If you want your mobile app to be a success, you have to pack it full of user-friendly features. After all, if users aren’t able to use your app effectively, they’ll bypass it in favor of other, similar apps on the market. It is the rare app that doesn’t have competitors, and good UI is often the only way your app can dominate the competition.
1. Offer social media integration
People want to share their app badges and achievements with friends in their social networks. They also want to interact with other people who use the same app. Nearly all successful apps now include a social media integration component, so people can share levels beaten, calories burned, or other achievements they’ve unlocked.
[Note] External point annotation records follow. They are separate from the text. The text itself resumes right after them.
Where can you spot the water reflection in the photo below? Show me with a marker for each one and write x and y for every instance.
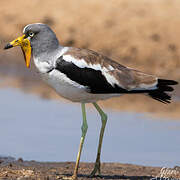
(49, 130)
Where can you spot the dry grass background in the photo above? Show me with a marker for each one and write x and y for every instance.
(142, 34)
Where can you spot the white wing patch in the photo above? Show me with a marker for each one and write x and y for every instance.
(81, 63)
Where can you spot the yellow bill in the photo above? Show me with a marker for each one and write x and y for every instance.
(25, 46)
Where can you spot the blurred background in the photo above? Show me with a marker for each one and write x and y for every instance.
(140, 34)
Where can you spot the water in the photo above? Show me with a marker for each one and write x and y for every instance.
(49, 130)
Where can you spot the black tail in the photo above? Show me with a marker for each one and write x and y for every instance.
(161, 94)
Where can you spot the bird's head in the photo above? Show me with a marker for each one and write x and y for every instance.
(37, 39)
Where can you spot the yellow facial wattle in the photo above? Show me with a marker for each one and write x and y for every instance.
(25, 46)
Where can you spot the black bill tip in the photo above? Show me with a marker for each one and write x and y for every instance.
(8, 46)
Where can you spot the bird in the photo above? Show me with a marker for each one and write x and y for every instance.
(85, 76)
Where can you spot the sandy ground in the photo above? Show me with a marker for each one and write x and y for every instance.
(138, 33)
(141, 34)
(30, 170)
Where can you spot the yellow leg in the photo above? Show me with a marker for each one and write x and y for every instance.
(84, 128)
(103, 120)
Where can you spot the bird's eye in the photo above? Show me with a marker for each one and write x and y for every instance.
(31, 34)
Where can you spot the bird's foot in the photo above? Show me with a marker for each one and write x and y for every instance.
(96, 169)
(69, 177)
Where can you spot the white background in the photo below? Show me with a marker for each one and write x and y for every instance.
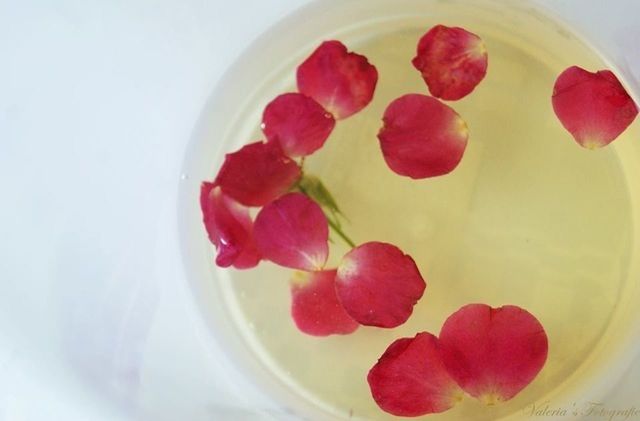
(98, 100)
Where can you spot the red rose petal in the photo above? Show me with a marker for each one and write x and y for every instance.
(293, 232)
(422, 137)
(315, 307)
(378, 285)
(229, 228)
(298, 123)
(410, 378)
(493, 353)
(342, 82)
(257, 174)
(452, 61)
(594, 107)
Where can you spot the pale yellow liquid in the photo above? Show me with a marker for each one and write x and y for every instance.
(528, 218)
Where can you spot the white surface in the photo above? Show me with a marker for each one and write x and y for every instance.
(97, 102)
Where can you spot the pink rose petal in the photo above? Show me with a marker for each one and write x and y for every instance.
(298, 123)
(257, 174)
(452, 61)
(229, 228)
(378, 285)
(410, 379)
(594, 107)
(422, 137)
(493, 353)
(315, 307)
(342, 82)
(293, 232)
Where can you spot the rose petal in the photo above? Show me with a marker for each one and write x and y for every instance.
(594, 107)
(298, 123)
(315, 307)
(257, 174)
(452, 61)
(493, 353)
(378, 285)
(342, 82)
(422, 137)
(293, 232)
(410, 378)
(229, 227)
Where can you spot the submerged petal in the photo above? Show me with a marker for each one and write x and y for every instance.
(342, 82)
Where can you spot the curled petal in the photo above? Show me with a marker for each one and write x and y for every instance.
(378, 285)
(293, 232)
(257, 174)
(422, 137)
(229, 227)
(315, 307)
(410, 378)
(594, 107)
(298, 123)
(342, 82)
(453, 61)
(493, 353)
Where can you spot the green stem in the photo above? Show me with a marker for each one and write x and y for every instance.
(334, 226)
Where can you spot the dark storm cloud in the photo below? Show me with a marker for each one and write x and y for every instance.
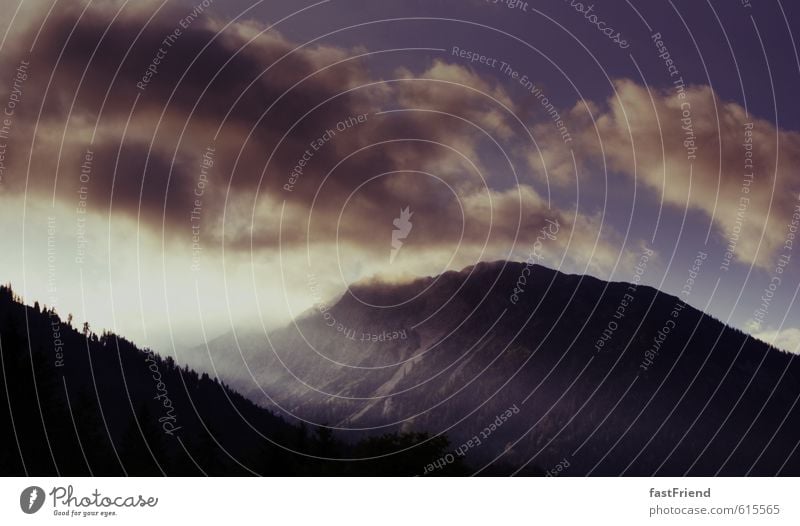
(151, 131)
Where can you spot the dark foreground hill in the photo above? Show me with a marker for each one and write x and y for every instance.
(568, 373)
(77, 403)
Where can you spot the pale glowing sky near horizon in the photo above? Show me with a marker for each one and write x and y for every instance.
(475, 156)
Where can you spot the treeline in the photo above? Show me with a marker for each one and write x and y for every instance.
(74, 403)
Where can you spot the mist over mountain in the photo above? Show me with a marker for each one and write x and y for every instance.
(554, 373)
(75, 403)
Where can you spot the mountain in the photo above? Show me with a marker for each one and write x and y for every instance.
(551, 374)
(77, 403)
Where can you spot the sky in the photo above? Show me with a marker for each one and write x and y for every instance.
(174, 169)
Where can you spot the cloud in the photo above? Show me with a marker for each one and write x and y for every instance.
(648, 134)
(305, 153)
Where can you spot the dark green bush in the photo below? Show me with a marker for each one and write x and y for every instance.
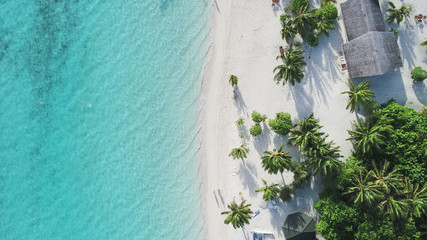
(312, 40)
(281, 124)
(285, 193)
(329, 12)
(255, 130)
(418, 74)
(257, 117)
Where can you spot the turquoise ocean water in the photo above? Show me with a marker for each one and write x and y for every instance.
(98, 118)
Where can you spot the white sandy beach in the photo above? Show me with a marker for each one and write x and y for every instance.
(246, 43)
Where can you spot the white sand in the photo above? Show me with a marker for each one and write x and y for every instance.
(246, 43)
2. …and offer an option to make an account without using social media
Not everybody has a Facebook or Twitter account, and not everyone wants to give their social media profiles access to their app information. Let’s say you’re making a health and fitness app. Some people might not want the information to connect to Facebook, especially if they’re doing fewer push-ups or eating more junk food than they’d like to share. Give people the option to make an app-specific account that does not track with social media.
3. Don’t make users log in every time
When a user taps your app icon, that user wants to start the app right away. Users don’t want to sit through a lengthy animation, and they certainly don’t want to have to type in a name and password every time they open the app. Give users the opportunity to go straight to the app; don’t fill the first minute up with unnecessary home and login screens.
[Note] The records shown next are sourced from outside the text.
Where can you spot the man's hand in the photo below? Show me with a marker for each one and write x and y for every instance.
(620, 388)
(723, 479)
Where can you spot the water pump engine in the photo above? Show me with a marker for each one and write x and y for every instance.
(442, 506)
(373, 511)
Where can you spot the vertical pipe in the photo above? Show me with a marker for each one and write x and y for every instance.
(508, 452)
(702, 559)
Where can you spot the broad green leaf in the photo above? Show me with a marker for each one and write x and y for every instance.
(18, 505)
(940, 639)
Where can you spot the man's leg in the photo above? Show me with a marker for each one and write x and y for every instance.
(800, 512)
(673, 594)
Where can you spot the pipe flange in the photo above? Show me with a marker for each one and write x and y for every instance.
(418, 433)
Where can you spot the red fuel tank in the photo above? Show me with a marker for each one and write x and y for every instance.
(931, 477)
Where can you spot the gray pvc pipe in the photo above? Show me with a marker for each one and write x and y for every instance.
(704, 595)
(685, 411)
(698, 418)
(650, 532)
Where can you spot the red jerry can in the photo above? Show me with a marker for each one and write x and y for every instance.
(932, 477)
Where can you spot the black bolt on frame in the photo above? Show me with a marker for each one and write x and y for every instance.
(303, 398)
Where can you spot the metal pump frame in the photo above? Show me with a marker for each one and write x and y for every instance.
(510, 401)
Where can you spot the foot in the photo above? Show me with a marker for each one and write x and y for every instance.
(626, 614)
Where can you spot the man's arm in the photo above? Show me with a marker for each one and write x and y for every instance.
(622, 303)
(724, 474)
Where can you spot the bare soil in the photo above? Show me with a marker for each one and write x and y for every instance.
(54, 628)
4. Know what to do with the phone’s sleep function
If you’ve got an app that requires users to go for a period of time without touching the screen, make sure your app knows to override the phone’s sleep function. The popular Gorilla Workout app, automatically goes to sleep if the user don’t touch the screen regularly. This is a UI failing in an otherwise successful app, as users don’t have time to touch the screen every 15 seconds during a workout. Pay attention to the sleep function and similar small details; if you don’t get these right, your competitors will.
5. Gain your users’ trust
There are three ways to gain your users’ trust. First, don’t include ads in your app if you can help it. Second, give users the opportunity to try your app for free — many of us have been so burned by bad apps that we don’t want to purchase a new one unless we’re sure we like the UI. Third, warn your users if there are similar “fake apps” out there. Many apps come with malicious code or malware attached. If you know you’ve got a fake app competitor, let your users know that you are the real app on the market and make smartphone security recommendations easy to access and comprehend.
6. Make all functionality seamless
Don’t require two screens when you could have one. Don’t require three taps when you could get it done in two. Play around with your app and note every instance where you seem to repeat a step or take multiple steps to get something done. Cut those extra movements out, design is an integral part of any app which DF covered here!
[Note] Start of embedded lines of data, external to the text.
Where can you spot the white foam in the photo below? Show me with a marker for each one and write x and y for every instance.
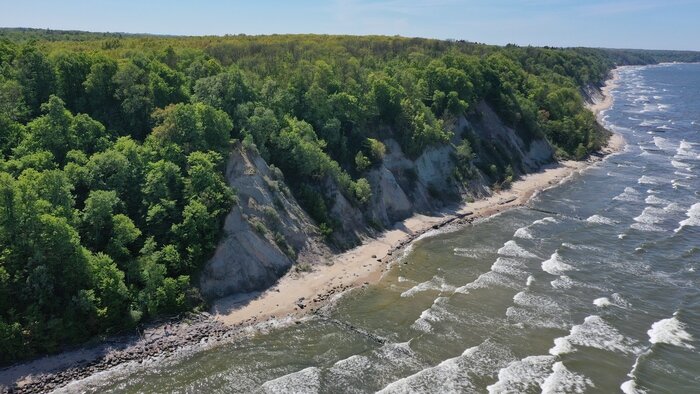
(651, 215)
(630, 194)
(487, 280)
(524, 233)
(555, 265)
(670, 331)
(436, 283)
(598, 219)
(454, 375)
(435, 313)
(663, 143)
(563, 282)
(648, 180)
(512, 249)
(602, 302)
(471, 252)
(509, 266)
(619, 301)
(597, 333)
(693, 215)
(524, 375)
(545, 220)
(581, 247)
(307, 380)
(535, 301)
(561, 380)
(630, 387)
(561, 346)
(653, 200)
(680, 165)
(685, 149)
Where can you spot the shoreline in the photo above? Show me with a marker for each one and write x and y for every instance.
(295, 295)
(366, 263)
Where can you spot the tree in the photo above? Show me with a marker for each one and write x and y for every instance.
(225, 91)
(135, 95)
(36, 76)
(52, 132)
(72, 70)
(193, 127)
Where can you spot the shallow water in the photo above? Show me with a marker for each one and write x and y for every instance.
(602, 296)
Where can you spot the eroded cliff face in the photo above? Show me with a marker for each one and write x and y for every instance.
(267, 231)
(264, 234)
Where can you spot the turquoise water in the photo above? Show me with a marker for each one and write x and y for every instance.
(599, 295)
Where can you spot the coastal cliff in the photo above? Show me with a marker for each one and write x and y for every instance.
(267, 232)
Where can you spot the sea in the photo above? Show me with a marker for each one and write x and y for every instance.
(594, 287)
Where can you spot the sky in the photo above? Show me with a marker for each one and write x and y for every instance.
(647, 24)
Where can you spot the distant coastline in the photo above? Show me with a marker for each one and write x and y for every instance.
(296, 295)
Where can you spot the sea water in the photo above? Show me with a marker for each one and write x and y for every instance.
(602, 296)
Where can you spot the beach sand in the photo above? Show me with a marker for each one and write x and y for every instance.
(298, 293)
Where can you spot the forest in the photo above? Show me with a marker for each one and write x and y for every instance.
(113, 149)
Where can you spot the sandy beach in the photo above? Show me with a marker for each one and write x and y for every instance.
(297, 293)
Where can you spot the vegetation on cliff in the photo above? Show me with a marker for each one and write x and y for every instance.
(112, 149)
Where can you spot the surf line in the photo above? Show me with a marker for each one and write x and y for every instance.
(554, 213)
(350, 327)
7. Test your app, and ask questions
How do you know if your app is user-friendly? Give it to users. Ask a group of people to test your app and tell you what they like and don’t like. Ask specific questions: When did the app feel slow? What features were the most difficult to access? What part of the app was the most confusing? Integrate their answers and their suggestions, and repeat the process until you have an app that has been optimized for good UI.